People in America get divorced and leave their kids behind to deal with the mess all the time. Your view of marriage seems to be a bit rosy, considering the culture...
Celibacy, as a requirement has a tendency to produce depravity. It dates way back. Both Jerome and Augustine have some quotes out there that suggest they didn't have a clue about human sexuality.
St. Augustine is widely known for his extramarital exploits. He had a good working knowledge about human sexuality and said that his maturity really began when he left his concubine. His views may not be quite 21st century enough for you, but then St. Paul's probably aren't either.
"That does indeed put one in a superior position than those who cannot practice it."
That comes across as being rather arrogant and self righteous attitude to me.
I understand about the nuns.
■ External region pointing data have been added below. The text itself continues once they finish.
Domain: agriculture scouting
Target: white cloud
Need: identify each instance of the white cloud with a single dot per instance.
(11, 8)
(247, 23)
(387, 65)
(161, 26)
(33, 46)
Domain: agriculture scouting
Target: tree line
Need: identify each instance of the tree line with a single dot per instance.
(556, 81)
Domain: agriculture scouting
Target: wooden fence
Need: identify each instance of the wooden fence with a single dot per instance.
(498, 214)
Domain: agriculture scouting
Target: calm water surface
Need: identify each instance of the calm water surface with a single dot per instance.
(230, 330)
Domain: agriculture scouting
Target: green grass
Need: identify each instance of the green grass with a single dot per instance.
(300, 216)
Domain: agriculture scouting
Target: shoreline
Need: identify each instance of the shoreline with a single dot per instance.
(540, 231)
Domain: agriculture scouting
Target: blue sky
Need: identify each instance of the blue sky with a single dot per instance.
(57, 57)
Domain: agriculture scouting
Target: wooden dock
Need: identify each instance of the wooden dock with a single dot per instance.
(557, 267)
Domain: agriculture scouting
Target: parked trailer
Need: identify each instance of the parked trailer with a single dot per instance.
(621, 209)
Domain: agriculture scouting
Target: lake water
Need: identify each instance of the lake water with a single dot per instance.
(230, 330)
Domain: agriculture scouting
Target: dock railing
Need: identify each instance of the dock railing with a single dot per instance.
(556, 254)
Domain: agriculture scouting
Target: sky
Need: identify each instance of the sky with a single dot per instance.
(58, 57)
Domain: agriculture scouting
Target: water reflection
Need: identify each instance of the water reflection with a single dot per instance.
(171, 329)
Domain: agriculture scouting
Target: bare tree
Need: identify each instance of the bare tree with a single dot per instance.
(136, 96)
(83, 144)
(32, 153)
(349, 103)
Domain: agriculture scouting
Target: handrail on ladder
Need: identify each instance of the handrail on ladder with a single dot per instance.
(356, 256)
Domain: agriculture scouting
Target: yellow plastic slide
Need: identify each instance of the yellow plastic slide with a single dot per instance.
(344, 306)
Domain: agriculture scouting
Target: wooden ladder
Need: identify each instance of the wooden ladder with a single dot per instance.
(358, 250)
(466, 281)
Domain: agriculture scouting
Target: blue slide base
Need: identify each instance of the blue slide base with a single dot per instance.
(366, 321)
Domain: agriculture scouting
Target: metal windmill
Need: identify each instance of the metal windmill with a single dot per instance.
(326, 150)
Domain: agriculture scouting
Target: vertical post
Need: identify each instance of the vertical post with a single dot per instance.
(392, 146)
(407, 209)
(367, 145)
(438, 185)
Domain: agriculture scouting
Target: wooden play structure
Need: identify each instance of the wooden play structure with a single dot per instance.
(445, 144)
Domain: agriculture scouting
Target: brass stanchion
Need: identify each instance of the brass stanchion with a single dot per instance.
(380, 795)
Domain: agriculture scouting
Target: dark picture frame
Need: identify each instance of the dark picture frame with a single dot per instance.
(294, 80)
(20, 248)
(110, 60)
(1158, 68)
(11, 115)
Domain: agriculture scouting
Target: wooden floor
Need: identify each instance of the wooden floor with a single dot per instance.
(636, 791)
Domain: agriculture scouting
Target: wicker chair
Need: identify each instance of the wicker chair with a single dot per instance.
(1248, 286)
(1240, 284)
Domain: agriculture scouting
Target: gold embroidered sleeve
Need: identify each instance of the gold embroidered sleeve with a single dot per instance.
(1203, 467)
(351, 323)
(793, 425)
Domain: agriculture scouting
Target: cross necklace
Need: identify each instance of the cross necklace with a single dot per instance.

What I don't understand is the claim of what these priests are stating is correct. Is it true, once a priest, always a priest? What does the Canon law state?
The "helpful" heretics at Rent-a-Priest need to study their history. Although married men were ordained as priests and bishops during classical times and the early Middle Ages, these men were not allowed to have conjugal relations after ordination. They were required to make a vow of perfect and perpetual continence after ordination even though they were permitted to live with their wives. Moreover, no priest was allowed to marry after ordination [For example, see the canons of the Councils of Elvira (305), of Nicea (325), of Arles (314), and of Neoceasarea (314-25)].
The problem, of course, was that some married priests did not honor their vow of continence. Moreover, during the early Middle Ages, the Holy See could not exercise much control over disobedient married clerics. However, from the fourth century through the tenth century, popes continued to issue decrees mandating perfect clerical continence after ordination. It wasn't until Pope St. Gregory VII (1073-85) became pope that the papacy had become powerful enough to enforce its discipline. The First Lateran Synod of 1074 required all priests to take a vow of celibacy upon ordination and it forbade laypeople from receiving the sacraments from "unchaste priests." In 1123 the First Lateran Council declared the marriages of all higher clerics (deacons, priests, and bishops) to be invalid. The Second Lateran Counil (1139) prohibited married men from receiving Holy Orders.
The history of clerical celibacy in the Western Church is not well known or understood by most Catholics. Rent-a-priest wants to exploit the ignorance of the average Catholic to advance its own agenda.
Marajade, I'm curious. Is this in recent years with our newest Bishop Thomas Olmstead? Or was it with the previous (and I'll ad disgraced) bishop O'Brien and his supporting staff?
What you are saying should concern all Catholics in the diocese of Phoenix.
Good question - I'm confused on this point as well. I assume there's such a thing as "defrocking" a priest, but does that ever happen where the (ex-)priest isn't excommunicated at the same time?
Yes - it can happen if a priest resigns his vows and enters non consecrated life.
I apologize. That is why it is always better to present facts with a post. Too much hearsay especially when it comes to the Catholic Church.